TensorRT runtime is thread-safe in the sense that parallel threads using different TRT Execution Contexts can execute in parallel without interference.
3. Can INT8 calibration table be compatible among different TRT version or HW platform?
INT8 calibration table is absolutely NOT compatible between different TRT versions. This is because the optimized network graph is probably different among various TRT versions. If you enforce to use them, TRT may not find the corresponding scaling factor for given tensor.
As long as the installed TensorRT version is identical for different HW platforms, then the INT8 calibration table can be compatible. That means you can perform INT8 calibration on a faster computation platform, like V100 or P4 and then deploy the calibration table to Tegra for INT8 inferencing.
4. How to check GPU utilization?
On Tegra platform, we can use tegrastats to achieve that,
$ sudo /home/nvidia/tegrastats
On Desktop platform, like Tesla, we can use nvidia-smi to achieve that,
$ nvidia-smi --format=csv -lms 500 --query-gpu=index,timestamp,utilization.gpu,clocks.current.graphics,clocks.current.sm,clocks.current.video,clocks.current.memory,utilization.memory,memory.total,memory.free,memory.used,power.limit,power.draw,temperature.gpu,fan.speed,compute_mode,gpu_operation_mode.current,clocks_throttle_reasons.active,pstate,clocks_throttle_reasons.hw_slowdown,clocks_throttle_reasons.gpu_idle,clocks_throttle_reasons.applications_clocks_setting,clocks_throttle_reasons.sw_power_cap,clocks_throttle_reasons.sync_boost -i 0 | tee log.cs
5. What is kernel auto-tuning?
TensorRT contains various kernel implementations, including those existing in CUDNN and CUBLAS, to accommodate diverse neural network configurations (batch, input/output dims, filters, strides, pads, dilation rate and etc). During network building, TensorRT will profile all suitable kernels and find out the best one with the smallest latency, and then mark it as the final tactic to run the certain layer. We call this process as kernel auto-tuning. Additionally, it’s not always true that INT8 kernel faster than FP16’s than FP32’s, so
- if you run FP16 precision mode, it profiles all candidates in FP16 kernel pool and FP32 kernel pool.

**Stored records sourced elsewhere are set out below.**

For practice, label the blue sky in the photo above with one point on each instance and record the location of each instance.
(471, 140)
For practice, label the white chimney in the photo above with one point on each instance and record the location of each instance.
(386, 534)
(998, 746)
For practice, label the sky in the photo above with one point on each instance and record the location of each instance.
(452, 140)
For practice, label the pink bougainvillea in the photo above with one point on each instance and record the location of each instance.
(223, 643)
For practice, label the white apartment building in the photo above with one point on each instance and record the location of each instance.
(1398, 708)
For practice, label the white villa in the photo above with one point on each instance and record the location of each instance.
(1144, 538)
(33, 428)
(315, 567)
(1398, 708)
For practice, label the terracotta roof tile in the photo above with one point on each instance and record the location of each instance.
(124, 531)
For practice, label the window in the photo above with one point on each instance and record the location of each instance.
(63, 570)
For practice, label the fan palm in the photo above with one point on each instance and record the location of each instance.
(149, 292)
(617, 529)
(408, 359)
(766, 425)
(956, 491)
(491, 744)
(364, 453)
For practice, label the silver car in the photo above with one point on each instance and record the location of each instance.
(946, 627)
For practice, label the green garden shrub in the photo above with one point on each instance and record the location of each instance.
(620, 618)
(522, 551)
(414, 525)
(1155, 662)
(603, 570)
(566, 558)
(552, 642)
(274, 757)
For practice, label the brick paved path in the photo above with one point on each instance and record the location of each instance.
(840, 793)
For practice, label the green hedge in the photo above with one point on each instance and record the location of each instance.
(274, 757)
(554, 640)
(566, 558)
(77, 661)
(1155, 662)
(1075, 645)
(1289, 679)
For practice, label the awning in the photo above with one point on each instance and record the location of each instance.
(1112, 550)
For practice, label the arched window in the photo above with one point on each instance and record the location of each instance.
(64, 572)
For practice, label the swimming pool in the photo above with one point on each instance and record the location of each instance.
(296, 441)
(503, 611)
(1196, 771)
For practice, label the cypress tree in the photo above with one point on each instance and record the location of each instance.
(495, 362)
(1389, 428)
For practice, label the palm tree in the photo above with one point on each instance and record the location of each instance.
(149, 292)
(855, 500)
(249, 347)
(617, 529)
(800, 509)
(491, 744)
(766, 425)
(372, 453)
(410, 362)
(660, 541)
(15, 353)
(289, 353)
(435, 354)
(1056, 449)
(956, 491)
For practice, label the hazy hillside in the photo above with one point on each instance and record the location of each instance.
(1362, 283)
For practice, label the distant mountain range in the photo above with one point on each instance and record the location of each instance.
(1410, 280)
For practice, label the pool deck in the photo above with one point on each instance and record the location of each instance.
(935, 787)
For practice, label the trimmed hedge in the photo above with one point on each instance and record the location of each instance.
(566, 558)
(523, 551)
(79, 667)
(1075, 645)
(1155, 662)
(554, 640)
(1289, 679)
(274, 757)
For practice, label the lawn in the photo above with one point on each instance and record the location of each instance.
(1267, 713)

- if you run INT8 precision mode, it profiles all candidates in INT8 kernel pool and FP32 kernel pool.
- if both FP16 and INT8 are enabled (we call it hybrid mode), it profiles all candidate in INT8 kernel pool, FP16 kernel pool and FP32 kernel pool.
If current layer chooses different mode as its bottom layer or top layer, TensorRT will insert a reformatting layer between them to do the tensor format conversion, and the time for this reformatting layer will be taken into account as the cost of current layer during auto-tuning.